Later on, his girlfriend suffers a traumatic brain injury. Would marrying her get her insurance coverage once she maxes out her private health insurance?

Thank you to all.

RJK
11-14-2009, 06:54 PM
It's been a lot of years since I was active military, but I would say yes to your first two questions. The GF would be questionable. Is she ambulatory? or is she in a coma? The government may a soldier marrying a vegetable.

JulieHowe
11-14-2009, 08:22 PM
It's been a lot of years since I was active military, but I would say yes to your first two questions. The GF would be questionable. Is she ambulatory? or is she in a coma? The government may a soldier marrying a vegetable.

Years ago is okay because the story takes place in 1990. She's out of the hospital and living with him, and her need is for outpatient rehab, but her health insurance has run out.

Thanks :)

bylinebree
11-14-2009, 10:34 PM
Ok, my spouse is retired Army Reserve & I'm very familiar with Tricare health benefits; we've been active duty and are on it right now:

He's the sole support of his widowed mother. Would he be able to add her to his military health insurance?
No, parents can't be added to mil health insurance, even if you are supporting them. Pretty sure about this. But he might be able to claim a tax deduction, if she is disabled and dependent on him, living with him -- maybe.

He also has a handicapped child. Would he be able to take her to any doctor using his Champus/Tricare card, or do they have to use military-provided health care?
He would have to take his child to the military facility first to be seen and evaluated per her condition. Then Tricare would refer them out to their providers/specialists first. You can also request a certain provider, or call on your own to see if they will file Tricare for you, whether they 'take' Tricare or not. I've done this myself -- they may not 'take' Tricare but will file, and Tricare will pay. You then have a small (usually) co-pay for what Tricare doesn't cover.
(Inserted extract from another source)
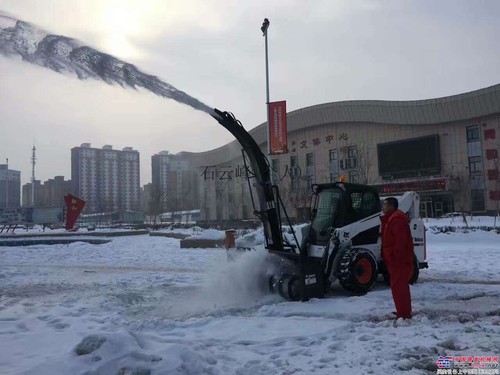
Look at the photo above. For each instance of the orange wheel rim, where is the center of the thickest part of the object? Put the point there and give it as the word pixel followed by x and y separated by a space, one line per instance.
pixel 363 271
Later on, his girlfriend suffers a traumatic brain injury. Would marrying her get her insurance coverage once she maxes out her private health insurance?
If she's his spouse, she gets ALL of his military benefits, including Tricare, yes! Her private health insurance would be a secondary, extra coverage AFTER using her Tricare. It's a great thing, and our family has used this as well. You end up paying very little when you are double-insured.

Hope this helps you!

RJK
11-14-2009, 10:44 PM
Thanks for the bailout Bree, I was on active duty before hal of you were born. It was a whole different ballgame back then.

bylinebree
11-14-2009, 11:21 PM
You're welcome - glad it helped. Best of luck! :snoopy:

JulieHowe
11-15-2009, 01:09 AM
Thanks! This was exactly what I needed to know.

Tsu Dho Nimh
11-15-2009, 06:59 PM
Later on, his girlfriend suffers a traumatic brain injury. Would marrying her get her insurance coverage once she maxes out her private health insurance?


No. If she is comatose or if the injury has left her cognitively deficient, she can't consent to a contract, such as marriage.

Kate Thornton
11-15-2009, 07:43 PM
No. If she is comatose or if the injury has left her cognitively deficient, she can't consent to a contract, such as marriage.

This is a very good point - he's gotta marry her before the injury in order for the marriage to take place. Then, she is eligible for full benefits.

Otherwise, depending on her work history, she may qualify for Social Security Disability & Medicare or state aid, depending on her state of residence.

Either way, I'd get them to the altar before the accident, or have the lack of medical coverage be a major issue in the story. It could be a plot complication you could use.

Kate
CW3 US Army (ret.)

JulieHowe
11-16-2009, 12:09 AM
No. If she is comatose or if the injury has left her cognitively deficient, she can't consent to a contract, such as marriage.

The boyfriend and the parents coach her through the visit to the justice of the peace. She says 'I do', even though she's cognitively impaired and isn't legally able to consent to anything, but the family has run out of options, and there's a two-year waiting period for Medicare eligibility.